Search code examples
carchitecturemallocmemory-alignment

What is the alignment of data on the stack?


I read K&R C(2nd) 185p and one part was hard to understand.

Although machines vary, for each machine there is a most restrictive type: if the most restrictive type can be stored at a particular address, all other types may be also. On some machines, the most restrictive type is a double; on others, int or long suffices.

I think
most modern computers are byte-addressable(by wiki). The smallest data type char is enough to fit in any stack area. So all data types are adequate to arbitrary stack position. But why does such restriction exist?

In this similar question,

CPUs often require that (or work more efficiently if) certain types of data are stored at addresses that are a multiple of some (power-of-two) value.

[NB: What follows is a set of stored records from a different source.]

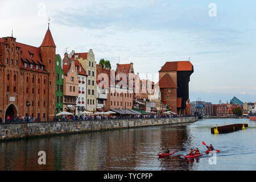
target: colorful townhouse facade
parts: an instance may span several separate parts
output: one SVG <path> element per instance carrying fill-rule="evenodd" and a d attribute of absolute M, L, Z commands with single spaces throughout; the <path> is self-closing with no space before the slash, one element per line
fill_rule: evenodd
<path fill-rule="evenodd" d="M 92 49 L 88 52 L 76 53 L 72 51 L 69 57 L 77 59 L 82 65 L 87 74 L 86 85 L 86 110 L 88 111 L 96 111 L 97 85 L 96 85 L 96 62 L 94 54 Z"/>
<path fill-rule="evenodd" d="M 76 114 L 76 102 L 79 96 L 79 78 L 75 61 L 65 53 L 63 60 L 64 72 L 63 84 L 63 110 Z"/>
<path fill-rule="evenodd" d="M 56 47 L 49 26 L 39 47 L 16 40 L 0 38 L 0 117 L 3 122 L 7 116 L 12 120 L 27 114 L 42 121 L 51 119 L 55 111 Z"/>
<path fill-rule="evenodd" d="M 55 114 L 63 111 L 63 86 L 64 72 L 61 68 L 61 57 L 56 55 L 55 61 Z"/>
<path fill-rule="evenodd" d="M 107 85 L 105 85 L 103 83 L 104 79 L 106 79 L 106 81 L 109 80 L 108 77 L 108 74 L 107 73 L 109 71 L 109 69 L 102 68 L 101 64 L 97 64 L 96 82 L 97 92 L 96 108 L 97 111 L 102 112 L 109 110 L 109 107 L 107 106 L 109 104 L 107 102 L 109 97 L 108 93 L 109 90 L 108 86 L 108 84 L 106 83 Z M 104 78 L 101 79 L 101 77 L 103 77 Z"/>

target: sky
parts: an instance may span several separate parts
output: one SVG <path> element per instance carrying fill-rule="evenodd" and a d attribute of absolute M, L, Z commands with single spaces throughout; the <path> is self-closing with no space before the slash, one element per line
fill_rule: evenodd
<path fill-rule="evenodd" d="M 133 63 L 157 82 L 166 61 L 190 60 L 189 98 L 218 104 L 256 101 L 255 1 L 0 0 L 0 36 L 39 47 L 48 28 L 56 53 L 92 49 Z"/>

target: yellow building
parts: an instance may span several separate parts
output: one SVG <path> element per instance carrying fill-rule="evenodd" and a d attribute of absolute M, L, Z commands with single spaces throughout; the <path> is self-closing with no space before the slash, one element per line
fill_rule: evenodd
<path fill-rule="evenodd" d="M 85 70 L 87 77 L 86 82 L 86 110 L 89 111 L 96 111 L 96 61 L 94 54 L 92 49 L 88 52 L 76 53 L 73 51 L 69 57 L 77 59 Z"/>

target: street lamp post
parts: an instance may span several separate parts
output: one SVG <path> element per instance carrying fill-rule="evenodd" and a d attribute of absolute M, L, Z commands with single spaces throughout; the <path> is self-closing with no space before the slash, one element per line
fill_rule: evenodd
<path fill-rule="evenodd" d="M 29 110 L 28 107 L 30 106 L 30 103 L 28 101 L 27 101 L 26 106 L 27 107 L 27 119 L 26 119 L 26 123 L 28 122 L 28 115 L 29 115 Z"/>

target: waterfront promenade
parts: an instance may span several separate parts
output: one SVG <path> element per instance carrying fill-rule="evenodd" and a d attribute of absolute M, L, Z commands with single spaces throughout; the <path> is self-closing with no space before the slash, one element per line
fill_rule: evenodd
<path fill-rule="evenodd" d="M 197 117 L 183 117 L 6 123 L 0 125 L 0 140 L 183 123 L 197 120 Z"/>

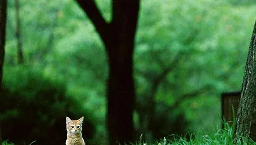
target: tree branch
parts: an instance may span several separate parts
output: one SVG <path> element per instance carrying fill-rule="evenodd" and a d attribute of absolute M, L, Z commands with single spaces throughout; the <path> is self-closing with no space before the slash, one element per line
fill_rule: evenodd
<path fill-rule="evenodd" d="M 103 41 L 108 38 L 108 24 L 93 0 L 76 0 L 94 25 Z"/>

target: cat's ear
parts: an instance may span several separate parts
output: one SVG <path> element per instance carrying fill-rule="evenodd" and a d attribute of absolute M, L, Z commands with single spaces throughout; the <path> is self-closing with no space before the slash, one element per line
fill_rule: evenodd
<path fill-rule="evenodd" d="M 71 121 L 71 120 L 68 117 L 66 117 L 66 124 L 68 124 L 69 122 L 70 122 Z"/>
<path fill-rule="evenodd" d="M 82 117 L 81 118 L 80 118 L 79 120 L 78 120 L 78 121 L 80 122 L 81 123 L 82 123 L 83 122 L 83 119 L 84 118 L 83 117 Z"/>

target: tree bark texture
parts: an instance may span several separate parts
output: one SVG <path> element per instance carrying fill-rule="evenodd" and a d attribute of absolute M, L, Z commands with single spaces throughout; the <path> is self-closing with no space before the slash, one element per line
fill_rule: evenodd
<path fill-rule="evenodd" d="M 109 144 L 134 141 L 135 95 L 133 73 L 139 0 L 113 0 L 112 20 L 106 23 L 93 0 L 77 0 L 99 33 L 109 63 L 107 124 Z"/>
<path fill-rule="evenodd" d="M 22 53 L 22 40 L 20 32 L 20 17 L 19 17 L 19 0 L 15 0 L 16 9 L 16 39 L 17 39 L 17 47 L 18 49 L 18 63 L 23 63 L 23 55 Z"/>
<path fill-rule="evenodd" d="M 6 25 L 7 1 L 0 0 L 0 97 L 2 97 L 3 66 L 5 56 L 5 33 Z M 0 121 L 0 144 L 2 143 L 1 122 Z"/>
<path fill-rule="evenodd" d="M 237 115 L 235 141 L 241 136 L 256 141 L 256 23 L 245 66 L 241 96 Z"/>

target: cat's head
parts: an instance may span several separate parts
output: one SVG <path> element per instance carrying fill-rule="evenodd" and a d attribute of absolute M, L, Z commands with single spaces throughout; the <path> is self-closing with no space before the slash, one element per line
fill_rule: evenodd
<path fill-rule="evenodd" d="M 82 130 L 83 117 L 79 120 L 71 120 L 68 117 L 66 117 L 66 129 L 68 132 L 75 134 L 81 132 Z"/>

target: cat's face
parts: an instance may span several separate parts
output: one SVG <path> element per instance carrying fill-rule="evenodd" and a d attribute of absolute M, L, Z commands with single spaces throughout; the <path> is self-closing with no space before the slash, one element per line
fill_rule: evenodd
<path fill-rule="evenodd" d="M 68 132 L 75 134 L 81 132 L 82 130 L 83 117 L 77 120 L 71 120 L 69 117 L 66 117 L 66 129 Z"/>

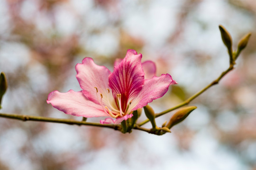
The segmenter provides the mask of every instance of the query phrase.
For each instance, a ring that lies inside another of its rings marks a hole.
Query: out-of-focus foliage
[[[172,133],[1,118],[0,169],[256,169],[255,0],[3,0],[0,17],[0,71],[9,84],[1,112],[77,119],[46,100],[53,90],[80,90],[74,68],[84,57],[108,67],[133,49],[155,61],[158,76],[179,83],[152,103],[157,112],[229,67],[219,24],[233,48],[252,33],[236,69],[192,103],[198,109]]]

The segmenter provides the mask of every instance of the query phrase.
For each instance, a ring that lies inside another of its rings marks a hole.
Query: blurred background
[[[0,112],[82,120],[47,104],[48,94],[81,90],[74,67],[84,57],[112,70],[128,49],[179,83],[150,104],[169,109],[228,68],[219,24],[234,47],[251,32],[249,44],[172,133],[0,118],[0,170],[256,170],[254,0],[0,0],[0,71],[9,85]]]

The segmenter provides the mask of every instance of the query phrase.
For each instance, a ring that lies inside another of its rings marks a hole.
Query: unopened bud
[[[150,120],[151,124],[152,124],[152,128],[155,128],[156,127],[155,121],[155,111],[151,107],[147,105],[143,107],[144,109],[144,111],[145,112],[145,114],[147,118]]]
[[[251,34],[251,33],[247,34],[240,40],[238,46],[238,51],[241,51],[246,47]]]
[[[8,83],[6,76],[4,72],[1,72],[0,74],[0,109],[1,108],[1,103],[3,96],[6,92],[8,87]]]
[[[173,115],[165,127],[170,129],[174,126],[181,122],[196,108],[197,108],[196,106],[188,106],[180,109]]]
[[[165,121],[164,123],[163,123],[163,124],[162,125],[162,128],[165,127],[165,125],[166,124],[166,123],[167,123],[167,120]]]
[[[232,51],[232,38],[229,33],[221,25],[219,26],[219,28],[225,45],[228,48],[229,51]]]
[[[169,132],[169,133],[172,132],[171,132],[171,130],[170,130],[170,129],[167,127],[163,127],[161,128],[161,129],[165,132]]]
[[[133,115],[133,116],[131,117],[131,124],[132,126],[134,125],[135,123],[136,122],[136,121],[137,121],[137,119],[140,116],[140,115],[141,114],[141,112],[142,111],[142,109],[139,108],[137,109],[136,110],[133,111],[132,112],[132,114]]]

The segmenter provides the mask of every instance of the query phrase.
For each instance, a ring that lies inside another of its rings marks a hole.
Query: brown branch
[[[194,99],[195,99],[196,97],[197,97],[198,96],[199,96],[200,94],[201,94],[202,93],[204,92],[206,90],[208,89],[210,87],[213,86],[214,85],[217,85],[219,83],[219,81],[223,78],[223,77],[226,75],[228,73],[229,73],[229,71],[232,70],[233,69],[234,69],[234,65],[235,64],[230,64],[229,65],[229,68],[228,68],[226,71],[223,72],[218,77],[216,80],[214,80],[212,82],[207,85],[206,86],[205,86],[204,88],[202,89],[201,90],[200,90],[199,92],[196,93],[194,95],[193,95],[192,96],[190,97],[188,99],[186,100],[185,101],[180,103],[180,104],[178,104],[177,105],[172,107],[170,109],[167,109],[165,111],[163,111],[161,112],[160,112],[159,113],[157,113],[155,114],[155,118],[157,118],[159,116],[161,116],[162,115],[163,115],[165,114],[166,114],[171,111],[177,109],[178,109],[182,106],[185,106],[186,105],[187,105],[189,104],[192,100],[193,100]],[[145,120],[141,122],[141,123],[138,124],[139,126],[141,126],[147,123],[149,121],[149,120],[148,119],[146,119]]]
[[[99,123],[87,122],[84,121],[78,121],[72,119],[58,119],[53,118],[47,118],[42,116],[36,116],[24,115],[18,115],[16,114],[7,114],[0,113],[0,117],[5,118],[12,119],[22,121],[44,121],[47,122],[64,123],[68,125],[88,125],[97,126],[100,127],[108,128],[115,130],[120,130],[121,129],[120,125],[115,124],[101,124]]]

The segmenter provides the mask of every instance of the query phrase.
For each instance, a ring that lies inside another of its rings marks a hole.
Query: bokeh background
[[[228,68],[219,24],[234,48],[250,32],[249,44],[236,69],[190,104],[198,109],[172,133],[0,118],[0,170],[256,170],[254,0],[0,0],[0,71],[9,85],[0,111],[82,120],[47,104],[48,94],[80,90],[74,67],[85,57],[111,70],[128,49],[179,83],[151,104],[163,111]]]

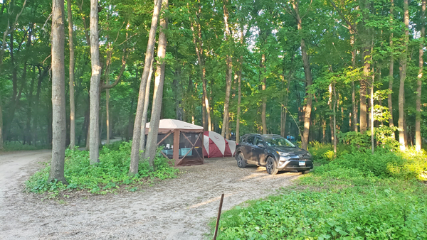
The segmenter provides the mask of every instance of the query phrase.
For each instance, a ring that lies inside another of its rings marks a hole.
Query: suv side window
[[[245,143],[251,145],[253,145],[253,139],[255,138],[255,136],[248,136],[246,139],[245,139]]]
[[[262,143],[263,145],[265,146],[264,141],[263,141],[263,139],[261,139],[261,138],[260,138],[260,137],[257,137],[256,140],[255,141],[255,146],[258,146],[259,143]]]

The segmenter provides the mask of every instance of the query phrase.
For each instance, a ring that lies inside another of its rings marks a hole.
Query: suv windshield
[[[286,138],[280,136],[265,136],[265,143],[270,147],[295,148],[295,146]]]

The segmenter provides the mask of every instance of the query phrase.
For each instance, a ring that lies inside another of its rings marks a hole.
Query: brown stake
[[[216,217],[216,226],[215,226],[215,234],[214,234],[214,240],[216,240],[216,234],[218,234],[218,226],[219,225],[219,218],[221,217],[221,209],[222,209],[222,202],[224,200],[224,194],[221,195],[221,201],[219,202],[219,209],[218,210],[218,217]]]

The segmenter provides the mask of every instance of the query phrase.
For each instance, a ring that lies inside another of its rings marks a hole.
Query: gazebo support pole
[[[179,129],[175,129],[174,131],[174,160],[175,160],[175,165],[179,163]]]

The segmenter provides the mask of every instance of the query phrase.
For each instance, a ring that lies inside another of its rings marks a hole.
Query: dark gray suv
[[[280,135],[246,134],[236,149],[239,168],[247,164],[265,166],[268,174],[278,171],[307,173],[313,168],[311,155]]]

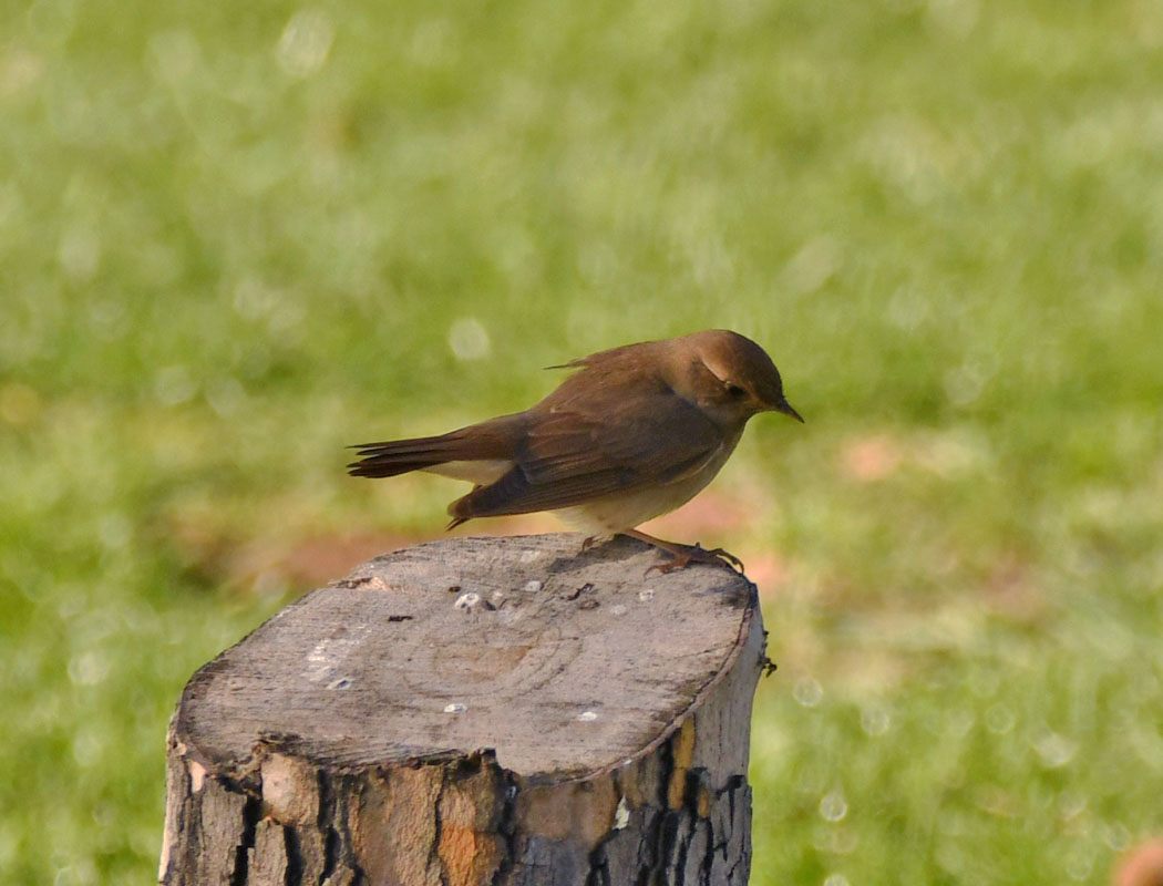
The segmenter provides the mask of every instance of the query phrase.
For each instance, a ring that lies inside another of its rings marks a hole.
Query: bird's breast
[[[633,529],[656,516],[669,514],[699,494],[719,473],[737,442],[739,436],[726,441],[697,471],[675,483],[634,486],[554,513],[568,526],[584,533],[607,534]]]

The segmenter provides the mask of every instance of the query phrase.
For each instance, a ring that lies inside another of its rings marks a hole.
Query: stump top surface
[[[177,738],[220,772],[264,745],[335,766],[492,749],[527,778],[613,769],[730,667],[755,609],[727,569],[647,574],[661,556],[557,534],[377,557],[199,670]]]

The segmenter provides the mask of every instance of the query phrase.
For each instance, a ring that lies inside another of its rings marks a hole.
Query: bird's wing
[[[582,505],[698,472],[722,433],[673,392],[635,396],[602,412],[545,409],[527,431],[515,466],[497,483],[452,502],[454,522]]]

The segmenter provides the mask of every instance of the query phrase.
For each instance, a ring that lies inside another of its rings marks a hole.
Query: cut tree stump
[[[755,586],[663,557],[457,538],[288,606],[183,693],[159,881],[745,884]]]

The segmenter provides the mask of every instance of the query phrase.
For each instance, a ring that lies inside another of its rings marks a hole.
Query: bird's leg
[[[649,545],[666,551],[666,553],[673,558],[668,563],[655,564],[648,569],[647,572],[651,572],[654,570],[658,570],[662,573],[675,572],[676,570],[686,569],[692,563],[716,563],[721,566],[737,570],[739,572],[743,571],[743,560],[734,553],[725,551],[722,548],[707,550],[699,544],[666,542],[662,538],[655,538],[652,535],[640,533],[637,529],[626,529],[622,531],[622,535],[627,535],[630,538],[637,538],[640,542],[645,542]]]

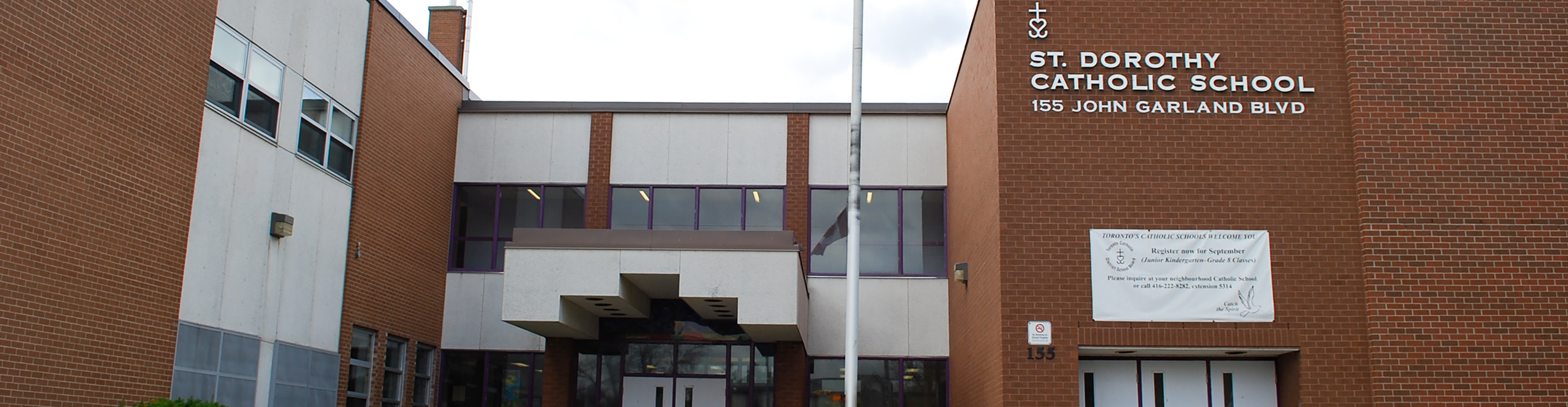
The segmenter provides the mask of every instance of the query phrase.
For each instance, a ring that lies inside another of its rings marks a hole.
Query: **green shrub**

This explains about my question. But I couldn't understand it. Does that mean certain addresses of a power of two(2, 4, 8, 16, ..., 1024, 2048, ...) in the stack require certain types?
If so, why? Or if I'm wrong, What does it refer to?


Solution

  • There are two reasons to align data:

    • Hardware requirement. Some machine can only access data in memory if it's properly aligned. Sure, you could perform multiple reads and use some bit arithmetic to emulate reading from any address, but that would be devastating to performance.
    • Performance. Even if a machine can access any data at any address, it might perform better if the data is suitable aligned.

    Of course, this could vary by machine, but "suitably aligned" usually means the address of an N bit datum is evenly divisible by N/8.

    So, on a machine where alignment matters, a 32-bit int would be placed at a memory address divisible by 4, a 64-bit pointer would be placed at a memory address divisible by 8, etc.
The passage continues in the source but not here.